In many localities, complaints about smells arise from the fact that former city dwellers and their sprawl are impinging on traditionally agriculture-dominated areas. The newcomers are sometimes too delicate to adjust to the smells associated with animals--especially on factory-style farms where just a couple of buildings can house animals that produce as much waste as a small city. "Most of the regulations I'm aware of are tied to specific industries that cause odors, such as hog farming," says Chris Cooper of the American Planning Association.

That's certainly the case in Colorado, where voters five years ago approved a ballot initiative giving the state authority to regulate hog farming and its effects on air and water quality. "We really didn't get involved until the voters said, 'Thou shalt regulate the hog industry,'" says Chris Dann of the Colorado Department of Public Health and Environment. The state takes care of offenders in the pork- producing world but still has no authority over cattle or chicken facilities. Odor in Colorado is mainly handled as a local concern.

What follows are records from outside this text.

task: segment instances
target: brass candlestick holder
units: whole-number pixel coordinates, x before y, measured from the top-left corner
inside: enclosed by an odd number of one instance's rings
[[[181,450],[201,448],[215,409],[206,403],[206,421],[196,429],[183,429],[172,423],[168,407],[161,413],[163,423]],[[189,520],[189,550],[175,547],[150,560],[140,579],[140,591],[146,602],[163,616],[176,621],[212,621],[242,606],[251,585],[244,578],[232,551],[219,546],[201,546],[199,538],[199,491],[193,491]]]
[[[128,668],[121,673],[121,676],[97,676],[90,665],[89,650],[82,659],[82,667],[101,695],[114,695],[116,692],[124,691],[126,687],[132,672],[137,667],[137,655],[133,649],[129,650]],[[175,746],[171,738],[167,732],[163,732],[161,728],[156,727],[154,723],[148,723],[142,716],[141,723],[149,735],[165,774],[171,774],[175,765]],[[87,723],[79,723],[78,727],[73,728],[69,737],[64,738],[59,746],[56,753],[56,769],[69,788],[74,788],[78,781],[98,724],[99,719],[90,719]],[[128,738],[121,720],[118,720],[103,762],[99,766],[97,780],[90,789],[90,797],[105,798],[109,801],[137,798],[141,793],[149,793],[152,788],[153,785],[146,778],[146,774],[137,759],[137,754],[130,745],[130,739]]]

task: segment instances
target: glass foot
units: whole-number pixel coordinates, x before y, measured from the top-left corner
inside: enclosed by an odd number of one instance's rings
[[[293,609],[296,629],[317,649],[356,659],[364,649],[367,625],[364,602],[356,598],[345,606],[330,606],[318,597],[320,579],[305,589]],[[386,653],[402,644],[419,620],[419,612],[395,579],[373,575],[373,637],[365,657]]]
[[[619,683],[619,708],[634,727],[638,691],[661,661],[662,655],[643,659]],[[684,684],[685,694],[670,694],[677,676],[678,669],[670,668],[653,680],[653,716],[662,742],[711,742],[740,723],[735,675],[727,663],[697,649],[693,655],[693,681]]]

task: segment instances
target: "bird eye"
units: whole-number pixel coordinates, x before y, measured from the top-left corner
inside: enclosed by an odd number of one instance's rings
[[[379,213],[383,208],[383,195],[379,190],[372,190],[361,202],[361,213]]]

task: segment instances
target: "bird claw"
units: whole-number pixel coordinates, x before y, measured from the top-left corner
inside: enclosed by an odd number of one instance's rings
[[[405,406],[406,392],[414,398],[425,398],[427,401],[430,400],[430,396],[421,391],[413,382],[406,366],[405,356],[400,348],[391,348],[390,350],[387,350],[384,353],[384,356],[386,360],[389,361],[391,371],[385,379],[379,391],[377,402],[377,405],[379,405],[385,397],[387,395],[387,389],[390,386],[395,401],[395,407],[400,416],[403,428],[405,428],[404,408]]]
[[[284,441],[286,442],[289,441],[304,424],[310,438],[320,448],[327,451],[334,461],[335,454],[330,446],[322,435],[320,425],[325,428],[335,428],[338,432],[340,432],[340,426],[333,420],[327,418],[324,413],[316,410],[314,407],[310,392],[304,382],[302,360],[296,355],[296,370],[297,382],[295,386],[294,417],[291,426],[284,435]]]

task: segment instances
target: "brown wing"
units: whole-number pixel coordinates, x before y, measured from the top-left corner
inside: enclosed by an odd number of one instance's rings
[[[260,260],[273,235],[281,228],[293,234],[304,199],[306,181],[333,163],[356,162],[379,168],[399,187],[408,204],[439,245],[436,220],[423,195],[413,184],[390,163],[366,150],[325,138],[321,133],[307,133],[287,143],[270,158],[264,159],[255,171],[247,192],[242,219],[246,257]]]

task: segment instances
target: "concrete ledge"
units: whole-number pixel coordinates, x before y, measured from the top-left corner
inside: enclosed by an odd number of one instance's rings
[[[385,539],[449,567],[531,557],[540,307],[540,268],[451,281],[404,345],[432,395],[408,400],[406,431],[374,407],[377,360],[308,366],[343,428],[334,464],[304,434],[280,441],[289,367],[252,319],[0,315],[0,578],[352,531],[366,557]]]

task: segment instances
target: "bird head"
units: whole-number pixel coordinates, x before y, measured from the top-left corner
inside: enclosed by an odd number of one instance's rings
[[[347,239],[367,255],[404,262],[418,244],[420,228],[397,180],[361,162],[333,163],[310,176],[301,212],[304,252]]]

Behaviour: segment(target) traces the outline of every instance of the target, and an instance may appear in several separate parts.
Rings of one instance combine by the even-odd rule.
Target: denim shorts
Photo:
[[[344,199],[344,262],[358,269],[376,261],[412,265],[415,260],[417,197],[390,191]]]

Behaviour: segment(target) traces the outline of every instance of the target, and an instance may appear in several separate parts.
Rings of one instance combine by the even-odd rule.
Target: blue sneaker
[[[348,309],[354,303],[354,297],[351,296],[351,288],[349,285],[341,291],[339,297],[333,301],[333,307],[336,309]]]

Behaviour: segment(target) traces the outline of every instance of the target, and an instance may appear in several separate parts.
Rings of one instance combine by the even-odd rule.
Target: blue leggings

In the metropolitan Denver area, complaints about odors from industrialized Commerce City facilities go to a local council made up of representatives from cities, local health departments and manufacturing companies and refiners. But odors don't respect political boundaries. There's not much agriculture left in the metro area, but Denver still sometimes smells of feed lots because of the way wind whips odors in from 60 miles away, out of the plains areas to the north and east, and cycles them around, trapped by the Front Range of the Rockies.

Increasingly, new technology is helping to mitigate noxious smells. David Soll, a University of Iowa biologist, has come up with an ultrasound wave technique that kills the toxic chemicals that cause odors in hog waste. His invention should soon be commercially available. "You see a problem that's a billion-dollar problem," he says, "and the intellectual basis for solving it is really trivial." Other breakthroughs have helped reduce odors in solid waste and heavy industry. "Our emissions have decreased at least 95 percent in the last 30 years," says Bev Holland, public affairs manager of the Simpson Tacoma Kraft Mill--which is the main reason why the "Tacoma aroma" is something only old-timers along Puget Sound still remember.

The simplest solution for getting rid of industrial odor may be for the offender to shut down, but that's rarely the best way. Residents of St. Marys, Georgia, used to complain about the local Durango- Georgia Co. paper mill's rotten egg smell, but they miss it now that the mill--and its 900 jobs--are gone for economic reasons. The mill was the largest employer and biggest taxpayer in the coastal town of 15,000 people. "It smelled like money to me," says Mayor Deborah Hase.

But there's a silver lining to its closure: Unlike the typical shuttered mill town of the Northeast, St. Marys is starting a second life as a tourist destination and home to retirees and commuters driving to jobs in Brunswick and Jacksonville, Florida. The city was chosen as the site for a "Dream House" program on the cable Home & Garden Television network. Without the mill and its smells, Hase declares, St. Marys "absolutely" can attract more upscale property owners.